Esse episódio no Hospital Gemelli, que recordamos acima, é um dentre tantos em que podemos ver que o Papa Francisco tornou-se um “sacramento”, um “sinal visível” do “Deus que vê”. Ele “viu” a situação calamitosa do planeta e se debruçou sobre a questão ecológica; “viu” a miséria de tantos grupos ainda marginalizados na Igreja e foi capaz de abrir caminhos nunca antes desbravados, como fez com documentos importantes como Amoris Laetitia ou, ainda, permitindo a publicação da Declaração Fiducia Supplicans; “olhou com ternura” para a figura da mulher, colocou várias em postos de liderança dentro da Igreja e nos apresentou a Igreja como uma casa com portas abertas — “porque é Mãe”, ele afirmava. Poderíamos elencar tantas e tantas situações em que isso se constata: Francisco, servo dos servos de Deus, sacramento do Deus que vê!

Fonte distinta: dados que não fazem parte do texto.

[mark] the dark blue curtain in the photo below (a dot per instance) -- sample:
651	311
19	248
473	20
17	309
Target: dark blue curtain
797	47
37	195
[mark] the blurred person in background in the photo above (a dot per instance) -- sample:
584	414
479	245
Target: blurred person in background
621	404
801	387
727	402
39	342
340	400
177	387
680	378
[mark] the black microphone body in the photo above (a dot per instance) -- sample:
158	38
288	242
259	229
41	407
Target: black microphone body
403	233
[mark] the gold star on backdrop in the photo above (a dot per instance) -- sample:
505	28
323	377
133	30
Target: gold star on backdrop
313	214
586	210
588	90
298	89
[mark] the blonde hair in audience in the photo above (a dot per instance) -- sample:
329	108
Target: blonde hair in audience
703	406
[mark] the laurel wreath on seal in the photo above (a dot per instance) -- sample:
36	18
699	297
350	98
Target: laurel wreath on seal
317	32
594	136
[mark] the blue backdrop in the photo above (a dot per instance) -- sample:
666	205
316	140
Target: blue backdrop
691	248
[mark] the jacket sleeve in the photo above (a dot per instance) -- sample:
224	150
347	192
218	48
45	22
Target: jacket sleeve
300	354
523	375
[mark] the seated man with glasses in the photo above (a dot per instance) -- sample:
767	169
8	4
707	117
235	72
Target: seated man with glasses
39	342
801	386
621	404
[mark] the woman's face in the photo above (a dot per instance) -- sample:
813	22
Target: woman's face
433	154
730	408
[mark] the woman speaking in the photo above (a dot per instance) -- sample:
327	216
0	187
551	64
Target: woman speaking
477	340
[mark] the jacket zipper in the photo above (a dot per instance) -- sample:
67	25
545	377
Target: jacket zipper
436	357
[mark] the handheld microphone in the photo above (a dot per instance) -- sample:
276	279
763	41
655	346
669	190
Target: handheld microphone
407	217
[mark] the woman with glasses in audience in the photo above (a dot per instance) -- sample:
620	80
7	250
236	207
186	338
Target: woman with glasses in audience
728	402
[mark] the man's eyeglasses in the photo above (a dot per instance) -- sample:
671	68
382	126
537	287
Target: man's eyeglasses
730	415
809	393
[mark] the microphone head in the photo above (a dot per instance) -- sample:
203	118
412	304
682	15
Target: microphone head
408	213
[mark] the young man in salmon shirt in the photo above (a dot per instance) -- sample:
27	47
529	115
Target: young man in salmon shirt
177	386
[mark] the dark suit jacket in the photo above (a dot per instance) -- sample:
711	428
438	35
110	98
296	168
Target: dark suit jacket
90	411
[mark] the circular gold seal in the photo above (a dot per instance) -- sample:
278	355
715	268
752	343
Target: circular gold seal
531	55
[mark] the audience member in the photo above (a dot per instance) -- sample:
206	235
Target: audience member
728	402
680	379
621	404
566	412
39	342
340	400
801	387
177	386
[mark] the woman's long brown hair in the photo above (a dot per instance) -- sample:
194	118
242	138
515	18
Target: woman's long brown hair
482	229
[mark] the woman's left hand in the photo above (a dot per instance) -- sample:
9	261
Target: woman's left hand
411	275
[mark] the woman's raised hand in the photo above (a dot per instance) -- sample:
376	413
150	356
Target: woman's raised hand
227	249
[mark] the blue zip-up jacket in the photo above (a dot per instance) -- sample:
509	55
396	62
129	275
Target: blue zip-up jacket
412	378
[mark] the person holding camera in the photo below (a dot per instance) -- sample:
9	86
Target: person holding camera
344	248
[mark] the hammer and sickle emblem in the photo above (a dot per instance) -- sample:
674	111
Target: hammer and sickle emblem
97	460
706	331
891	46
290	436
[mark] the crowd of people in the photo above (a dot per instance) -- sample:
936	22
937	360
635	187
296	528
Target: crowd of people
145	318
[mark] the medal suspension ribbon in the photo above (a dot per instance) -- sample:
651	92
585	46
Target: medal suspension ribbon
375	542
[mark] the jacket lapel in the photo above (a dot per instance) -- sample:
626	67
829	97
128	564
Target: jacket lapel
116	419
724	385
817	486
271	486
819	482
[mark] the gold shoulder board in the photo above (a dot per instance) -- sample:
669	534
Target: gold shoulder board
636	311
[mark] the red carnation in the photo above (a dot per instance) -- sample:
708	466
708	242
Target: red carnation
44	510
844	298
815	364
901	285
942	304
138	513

Hoje choramos sua partida. Na Páscoa, ele fez sua Páscoa! Possamos nos fixar em seus ensinamentos e em seus exemplos. Não sejamos cegos às necessidades dos outros. Que sejamos também nós pessoas-sacramento, pessoas-sinal do “Deus que vê”. Tanto há para ser visto ao nosso redor! Se olharmos com atenção, quantas necessidades! Que o Deus que “nos vê” nos ajude a perceber tanto que somos vistos por Ele — do mesmo modo que Francisco viu a Sra. Carmela no meio da multidão — quanto que devemos também “ver” os que nos cercam, “ouvir” seus clamores e ser, na vida de cada um e de cada uma, um sinal vivo da presença do Senhor.